RedHatInsights / insights-core

Insights Core is a data collection and processing framework used by Red Hat Insights
https://cloud.redhat.com/insights
Apache License 2.0
153 stars 181 forks source link

DatasourceProvider reads file-content in "bytes" format and causing parsing to fail #2970

Closed xiangce closed 3 years ago

xiangce commented 3 years ago

Original Exception raised by the parser

  File "/work/insights/insights-core/insights/core/__init__.py", line 95, in _handle_content
    self.parse_content(context.content)
  File "/work/insights/insights-core/insights/parsers/ld_library_path.py", line 56, in parse_content
    user, _, raw = [s.strip() for s in line.partition(' ')]
AttributeError: 'int' object has no attribute 'partition'

Collected meta_data:

# cat /tmp/insights-vm37-39.gsslab.pek2.redhat.com-20210308120914/meta_data/insights.specs.Specs.ld_library_path_of_user.json | python3 -m json.tool
{
    "exec_time": 0.0009329319000244141,
    "ser_time": 0.0006611347198486328,
    "errors": [],
    "name": "insights.specs.Specs.ld_library_path_of_user",
    "results": {
        "object": {
            "relative_path": "insights_commands/echo_user_LD_LIBRARY_PATH"
        },
        "type": "insights.core.spec_factory.DatasourceProvider"
    }
}

The content:

# insights-inspect insights.specs.Specs.ld_library_path_of_user /tmp/insights-vm37-39.gsslab.pek2.redhat.com-20210308120914

In [1]: type(ld_library_path_of_user)
Out[1]: insights.core.spec_factory.SerializedRawOutputProvider

In [2]: type(ld_library_path_of_user.content)
Out[2]: bytes

In [3]: ld_library_path_of_user.content
Out[3]: b'rh1adm /usr/sap/RH1/SYS/exe/run:/usr/sap/RH1/SYS/exe/uc/linuxx86_64:/sapdb/clients/RH1/lib\nsr1adm /usr/sap/SR1/HDB02/exe/krb5/lib/krb5/plugins/preauth:/usr/sap/SR1/HDB02/exe/krb5/lib:/usr/sap/SR1/HDB02/exe:/usr/sap/SR1/HDB02/exe/Python/lib:/usr/sap/SR1/HDB02/exe/filter:/usr/sap/SR1/HDB02/exe/dat_bin_dir:/usr/sap/SR1/HDB02/exe/plugins/afl:/usr/sap/SR1/HDB02/exe/plugins/lcapps:/usr/sap/SR1/HDB02/exe/plugins/repository:/usr/sap/SR1/HDB02/exe/plugins/epmmds:/usr/sap/SR1/SYS/global/hdb/federation:/usr/sap/SR1/SYS/global/hdb/plugins/3rd_party_libs\nrh2adm /usr/sap/RH2/SYS/exe/run:/usr/sap/RH2/SYS/exe/uc/linuxx86_64:/sapdb/clients/RH2/lib'

I'm unsure if it's OK to modify the load method to read the file to a list directly:

self.loaded = True
with open(self.path, 'r') as f:
        return f.readlines()

@csams , @bfahr - would you please have a look?

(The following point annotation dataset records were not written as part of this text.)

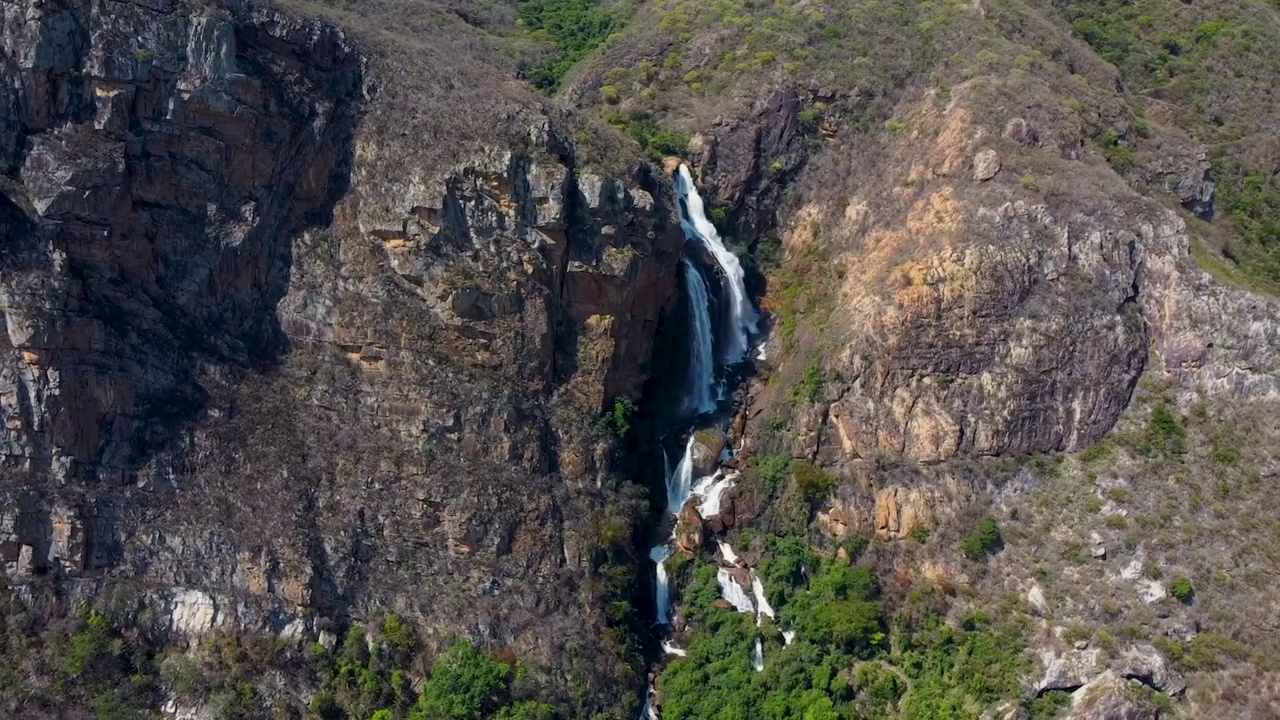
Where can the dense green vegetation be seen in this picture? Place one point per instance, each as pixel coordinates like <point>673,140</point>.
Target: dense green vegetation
<point>851,655</point>
<point>574,28</point>
<point>983,541</point>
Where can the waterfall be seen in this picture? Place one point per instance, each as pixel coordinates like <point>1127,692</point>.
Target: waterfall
<point>662,587</point>
<point>693,219</point>
<point>727,551</point>
<point>648,712</point>
<point>680,482</point>
<point>702,356</point>
<point>760,602</point>
<point>712,490</point>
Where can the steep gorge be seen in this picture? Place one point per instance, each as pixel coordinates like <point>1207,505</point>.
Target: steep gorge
<point>282,343</point>
<point>307,322</point>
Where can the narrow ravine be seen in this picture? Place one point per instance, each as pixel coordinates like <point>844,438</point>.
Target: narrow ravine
<point>717,341</point>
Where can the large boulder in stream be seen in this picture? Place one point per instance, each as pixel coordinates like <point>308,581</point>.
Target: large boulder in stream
<point>708,447</point>
<point>689,531</point>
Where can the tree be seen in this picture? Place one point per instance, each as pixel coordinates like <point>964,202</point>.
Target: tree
<point>982,542</point>
<point>465,684</point>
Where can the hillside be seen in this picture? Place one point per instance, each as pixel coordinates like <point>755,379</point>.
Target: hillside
<point>347,349</point>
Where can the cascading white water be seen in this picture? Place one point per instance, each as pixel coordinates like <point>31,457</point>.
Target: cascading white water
<point>693,219</point>
<point>727,551</point>
<point>713,493</point>
<point>680,482</point>
<point>702,354</point>
<point>762,604</point>
<point>662,587</point>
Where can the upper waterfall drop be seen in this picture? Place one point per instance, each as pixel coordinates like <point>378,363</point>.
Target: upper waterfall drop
<point>693,219</point>
<point>680,482</point>
<point>702,355</point>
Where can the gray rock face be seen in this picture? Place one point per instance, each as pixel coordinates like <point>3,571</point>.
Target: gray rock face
<point>1070,669</point>
<point>279,338</point>
<point>986,164</point>
<point>1147,665</point>
<point>1110,697</point>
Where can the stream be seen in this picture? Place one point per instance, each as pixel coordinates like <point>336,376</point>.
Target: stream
<point>730,332</point>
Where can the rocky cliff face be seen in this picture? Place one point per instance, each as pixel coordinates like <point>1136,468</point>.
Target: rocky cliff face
<point>973,319</point>
<point>283,342</point>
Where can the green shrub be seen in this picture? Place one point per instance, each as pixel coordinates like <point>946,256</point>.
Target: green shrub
<point>620,417</point>
<point>812,482</point>
<point>773,468</point>
<point>983,541</point>
<point>1164,434</point>
<point>1182,588</point>
<point>465,684</point>
<point>574,28</point>
<point>668,142</point>
<point>812,382</point>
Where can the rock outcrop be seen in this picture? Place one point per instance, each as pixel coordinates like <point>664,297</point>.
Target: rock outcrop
<point>976,320</point>
<point>300,326</point>
<point>1110,697</point>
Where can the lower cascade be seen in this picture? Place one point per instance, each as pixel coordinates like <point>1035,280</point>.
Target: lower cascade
<point>739,584</point>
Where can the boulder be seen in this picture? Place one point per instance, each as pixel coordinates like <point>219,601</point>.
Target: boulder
<point>689,531</point>
<point>1111,697</point>
<point>708,446</point>
<point>1037,602</point>
<point>1070,669</point>
<point>1143,662</point>
<point>986,164</point>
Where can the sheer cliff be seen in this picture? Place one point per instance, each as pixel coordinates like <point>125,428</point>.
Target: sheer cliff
<point>301,324</point>
<point>344,368</point>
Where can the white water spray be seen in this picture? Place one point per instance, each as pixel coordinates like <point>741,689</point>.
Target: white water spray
<point>702,355</point>
<point>693,219</point>
<point>681,479</point>
<point>760,601</point>
<point>662,588</point>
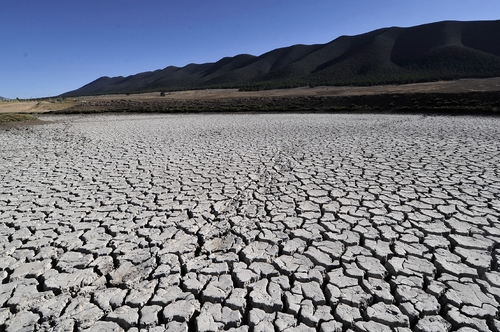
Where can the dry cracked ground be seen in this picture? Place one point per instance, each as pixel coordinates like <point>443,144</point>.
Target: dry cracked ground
<point>251,223</point>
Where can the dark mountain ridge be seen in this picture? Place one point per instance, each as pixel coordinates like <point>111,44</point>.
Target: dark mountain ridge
<point>436,51</point>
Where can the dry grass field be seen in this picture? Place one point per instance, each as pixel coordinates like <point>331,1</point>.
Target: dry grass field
<point>242,97</point>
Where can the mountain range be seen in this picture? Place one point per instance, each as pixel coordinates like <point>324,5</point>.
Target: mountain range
<point>437,51</point>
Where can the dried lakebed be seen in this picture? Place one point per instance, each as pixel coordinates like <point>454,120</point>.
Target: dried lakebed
<point>250,223</point>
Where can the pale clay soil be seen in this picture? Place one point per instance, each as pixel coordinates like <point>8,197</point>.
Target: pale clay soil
<point>250,222</point>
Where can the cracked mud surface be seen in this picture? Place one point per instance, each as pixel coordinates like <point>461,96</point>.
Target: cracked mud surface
<point>250,223</point>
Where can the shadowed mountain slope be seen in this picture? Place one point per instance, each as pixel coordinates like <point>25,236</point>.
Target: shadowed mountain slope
<point>437,51</point>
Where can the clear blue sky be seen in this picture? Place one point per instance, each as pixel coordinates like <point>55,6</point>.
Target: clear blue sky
<point>48,47</point>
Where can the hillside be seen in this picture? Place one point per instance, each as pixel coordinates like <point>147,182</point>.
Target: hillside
<point>437,51</point>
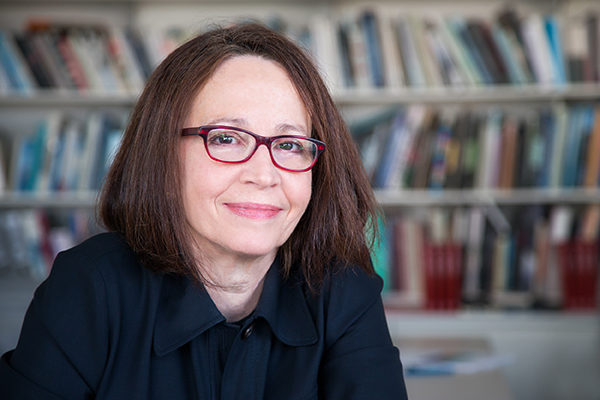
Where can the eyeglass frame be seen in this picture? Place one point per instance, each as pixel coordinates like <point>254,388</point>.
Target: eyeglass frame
<point>204,130</point>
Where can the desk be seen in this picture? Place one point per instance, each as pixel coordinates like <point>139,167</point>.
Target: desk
<point>489,384</point>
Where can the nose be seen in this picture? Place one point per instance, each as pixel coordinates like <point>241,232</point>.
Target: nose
<point>260,170</point>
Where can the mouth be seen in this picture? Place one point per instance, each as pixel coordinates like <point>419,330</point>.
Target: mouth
<point>254,210</point>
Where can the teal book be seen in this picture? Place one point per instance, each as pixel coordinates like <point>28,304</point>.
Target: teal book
<point>380,254</point>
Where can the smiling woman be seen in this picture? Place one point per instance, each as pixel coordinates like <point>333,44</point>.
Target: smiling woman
<point>235,263</point>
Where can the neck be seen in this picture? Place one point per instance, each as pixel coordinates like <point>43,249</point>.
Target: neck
<point>236,288</point>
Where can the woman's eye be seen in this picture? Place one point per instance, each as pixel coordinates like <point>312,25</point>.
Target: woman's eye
<point>224,138</point>
<point>290,146</point>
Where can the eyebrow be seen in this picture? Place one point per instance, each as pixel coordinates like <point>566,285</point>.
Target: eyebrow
<point>282,128</point>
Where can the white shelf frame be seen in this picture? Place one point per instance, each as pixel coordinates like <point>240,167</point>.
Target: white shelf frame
<point>388,199</point>
<point>494,94</point>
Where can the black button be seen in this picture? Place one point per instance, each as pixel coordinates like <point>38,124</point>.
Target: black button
<point>248,331</point>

csams commented 3 years ago

Hey @xiangce we can change the SerializedRawOutputProvider in the deserializer to a SerializedOutputProvider.

The raw providers exist in case we ever need to collect binary data instead of text. I defaulted datasource providers to raw binary since it was most general, but we really need datasource functions to be able to return different objects for text and raw bytes.

bfahr commented 3 years ago

Tested with mocked cloud_cfg. Results before change:

$ insights cat insights.specs.Specs.cloud_cfg insights-devboxseven-20210323173222.tar.gz 
SerializedRawOutputProvider("'/tmp/insights-9yjamkj8/insights-devboxseven-20210323173222/data/etc/cloud/cloud.cfg'")

After change:

$ insights cat insights.specs.Specs.cloud_cfg insights-devboxseven-20210323173222.tar.gz 
SerializedOutputProvider("'/tmp/insights-g2h3aonk/insights-devboxseven-20210323173222/data/etc/cloud/cloud.cfg'")
{"version": 1, "config": [{"subnets": [{"type": "dhcp"}, {"type": "dhcp6"}], "type": "physical", "name": "eth0"}]}

$ insights inspect insights.specs.Specs.cloud_cfg insights-devboxseven-20210323173222.tar.gz 

IPython Console Usage Info:

Enter 'cloud_cfg.' and tab to get a list of properties 
Example:
In [1]: cloud_cfg.<property_name>
Out[1]: <property value>

To exit ipython enter 'exit' and hit enter or use 'CTL D'

Starting IPython Interpreter Now 

In [1]: type(cloud_cfg)
Out[1]: insights.core.spec_factory.SerializedOutputProvider

In [2]: type(cloud_cfg.content)
Out[2]: list

In [3]: cloud_cfg.content
Out[3]: ['{"version": 1, "config": [{"subnets": [{"type": "dhcp"}, {"type": "dhcp6"}], "type": "physical", "name": "eth0"}]}']